Je me suis souvent posé la question, si au fond, je n’étais pas un peu trop nostalgique. Ou si tout bonnement j’avais une profonde aversion contre le système américain, qui n’est bien souvent qu’une usine de recyclage. En d’autres occasions, je parlerai des remakes américains de films asiatiques, mais pour le moment, j’avais juste envie de faire un petit tour du côté des séries.

Faire un remake, ça a souvent été le moyen de faire revivre d’anciennes séries. Et le moins qu’on puisse dire c’est que le résultat n’a pas été très concluant, ce qui n’a pas empêché bien sûr les nouvelles vagues de remakes que l’on connait aujourd’hui.
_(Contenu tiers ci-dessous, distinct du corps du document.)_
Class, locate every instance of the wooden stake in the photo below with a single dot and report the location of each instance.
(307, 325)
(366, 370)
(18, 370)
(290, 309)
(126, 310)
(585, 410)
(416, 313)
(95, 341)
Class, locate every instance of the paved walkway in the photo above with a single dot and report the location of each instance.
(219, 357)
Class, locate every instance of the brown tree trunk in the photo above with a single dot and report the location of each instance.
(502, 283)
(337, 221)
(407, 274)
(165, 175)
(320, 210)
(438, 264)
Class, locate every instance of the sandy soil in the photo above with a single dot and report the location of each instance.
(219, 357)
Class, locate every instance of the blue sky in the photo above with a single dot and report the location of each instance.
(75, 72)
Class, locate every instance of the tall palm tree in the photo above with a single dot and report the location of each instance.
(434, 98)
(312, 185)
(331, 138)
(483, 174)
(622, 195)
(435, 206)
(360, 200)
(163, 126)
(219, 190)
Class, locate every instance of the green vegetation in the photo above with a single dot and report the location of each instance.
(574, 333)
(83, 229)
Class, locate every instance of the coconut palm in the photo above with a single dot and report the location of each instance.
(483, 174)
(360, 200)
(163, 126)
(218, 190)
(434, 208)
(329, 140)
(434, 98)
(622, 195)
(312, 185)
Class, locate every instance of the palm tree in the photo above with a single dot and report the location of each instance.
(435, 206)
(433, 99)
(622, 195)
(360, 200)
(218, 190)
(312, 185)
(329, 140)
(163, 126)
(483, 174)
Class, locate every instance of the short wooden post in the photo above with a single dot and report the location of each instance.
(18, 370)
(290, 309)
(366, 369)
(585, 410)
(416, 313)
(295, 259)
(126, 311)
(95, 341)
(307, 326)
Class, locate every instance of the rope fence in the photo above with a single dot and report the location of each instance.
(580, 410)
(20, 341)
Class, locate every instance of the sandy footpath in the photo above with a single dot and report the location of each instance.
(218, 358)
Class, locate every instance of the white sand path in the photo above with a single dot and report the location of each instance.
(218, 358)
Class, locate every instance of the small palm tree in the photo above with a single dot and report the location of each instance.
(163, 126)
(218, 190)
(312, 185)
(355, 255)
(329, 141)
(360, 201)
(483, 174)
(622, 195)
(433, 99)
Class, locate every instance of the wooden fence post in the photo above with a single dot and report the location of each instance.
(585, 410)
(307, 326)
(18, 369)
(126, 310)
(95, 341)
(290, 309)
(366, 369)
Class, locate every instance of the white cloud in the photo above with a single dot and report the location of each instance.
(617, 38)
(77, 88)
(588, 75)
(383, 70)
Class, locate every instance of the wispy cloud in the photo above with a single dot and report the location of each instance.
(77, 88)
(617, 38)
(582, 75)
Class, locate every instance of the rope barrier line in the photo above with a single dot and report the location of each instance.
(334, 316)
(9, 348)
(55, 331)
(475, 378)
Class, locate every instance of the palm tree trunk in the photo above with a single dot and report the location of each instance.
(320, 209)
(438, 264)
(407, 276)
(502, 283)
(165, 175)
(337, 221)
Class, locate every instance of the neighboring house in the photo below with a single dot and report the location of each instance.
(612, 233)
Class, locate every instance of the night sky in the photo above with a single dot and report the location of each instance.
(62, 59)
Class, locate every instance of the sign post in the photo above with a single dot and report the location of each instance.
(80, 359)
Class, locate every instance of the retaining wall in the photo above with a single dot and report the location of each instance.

On se souviendra particulièrement de la franchise Mission Impossible. Non je ne parlerai pas des films dans lequel joue un scientologue, mais bien de la série originelle, diffusée entre 1966 et 1973 sur CBS. La série est devenue culte en 7 saisons. Tout le monde connait je pense cette série, nul besoin de la présenter. J’en profite pour rendre hommage à Peter Graves qui nous a quitté cette année et qui représente un pan entier de la culture télé américaine. Il avait réussi à ressusciter la série en 1988 (Mission impossible, 20 ans après), pendant 2 saisons. Un remake qui était davantage axé sur des gadgets malheureusement un peu invraisemblables (comme la création de masques). Cela n’a duré que 2 ans.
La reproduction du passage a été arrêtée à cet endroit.